Version 0.2 (accepted)

· Nov 19, 2024 · Academic Editor

Accept

The reviewers are overall happy with the current revision, and I am pleased to accept this manuscript for publication in PeerJ Computer Science.

[# PeerJ Staff Note - this decision was reviewed and approved by Xiangjie Kong, a PeerJ Section Editor covering this Section #]

Reviewer 1 ·

Basic reporting

Overall, I am satisfied with the revised paper version. Especially important were changes to the tile and Abstract.

Experimental design

This is sufficiently comprehensible as is.

Validity of the findings

As above, the tabular presentation of the results is clear.

Additional comments

The quality of the figures could still be improved. However, I suppose, this can be done during the paper editing stage.

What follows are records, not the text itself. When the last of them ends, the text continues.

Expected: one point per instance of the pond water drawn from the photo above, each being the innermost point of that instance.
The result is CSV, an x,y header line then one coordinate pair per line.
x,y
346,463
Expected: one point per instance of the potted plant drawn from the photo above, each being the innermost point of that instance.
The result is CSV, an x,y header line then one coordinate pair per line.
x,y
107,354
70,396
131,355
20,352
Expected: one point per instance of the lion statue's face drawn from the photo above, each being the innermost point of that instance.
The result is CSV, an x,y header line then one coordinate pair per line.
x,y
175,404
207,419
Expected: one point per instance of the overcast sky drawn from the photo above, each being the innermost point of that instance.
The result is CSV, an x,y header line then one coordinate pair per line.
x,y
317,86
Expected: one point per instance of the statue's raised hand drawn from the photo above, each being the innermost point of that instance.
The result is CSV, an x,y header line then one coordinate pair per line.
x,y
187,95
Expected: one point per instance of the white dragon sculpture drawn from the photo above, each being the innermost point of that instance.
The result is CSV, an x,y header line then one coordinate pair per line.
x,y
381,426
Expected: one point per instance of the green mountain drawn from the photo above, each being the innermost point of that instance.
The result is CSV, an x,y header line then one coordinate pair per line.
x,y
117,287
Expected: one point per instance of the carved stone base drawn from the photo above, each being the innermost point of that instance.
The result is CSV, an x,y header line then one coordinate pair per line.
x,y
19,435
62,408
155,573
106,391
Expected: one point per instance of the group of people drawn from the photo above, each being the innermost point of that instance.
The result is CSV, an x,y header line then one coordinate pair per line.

Version 0.1 (original submission)

· Oct 16, 2024 · Academic Editor

Major Revisions

The reviewers have commented on the manuscript, which is a resubmission of your previously rejected manuscript, and their views are broadly positive. Please revise the paper addressing their comments.

However, there were some concerns that parts of your manuscript may have been written with the aid of AI tools. We would like to remind you that according to our policy on this respect, which you can find at https://peerj.com/about/policies-and-procedures/#publication-ethics. If you did make use of any such tool, then you should declare this fact. Alternatively, you can remove the AI-generated text, if any.

Reviewer 1 ·

Basic reporting

Overall, the authors took the Reviewers’ suggestions into account and the paper is much improved.
However, I still think that this paper's content does not refer to its title. This concerns ‘auditory modality.‘ It did not fully capture the paper’s scope if audio data were not explicitly analyzed and integrated.
The current manuscript predominantly focuses on visual features, particularly color-emotion space mapping, while the title claims multimodal data integration.

Therefore, I suggest changing the title of this paper to:
"Design of a 3D Emotion Mapping Model for Visual Feature Analysis Using Improved Gaussian Mixture Models"

or
“3D Color-Emotion Space Model for Enhanced Visual Feature Extraction Using Improved Gaussian Mixture Models"

or

“3D Color-Emotion Feature Extraction Framework for Visual Data Integration"

Moreover, in the conclusion or future work sections (and potential applications), the authors may outline plans to expand the model for more complex audio-visual interactions or address specific scenarios where both modalities significantly improve emotional understanding.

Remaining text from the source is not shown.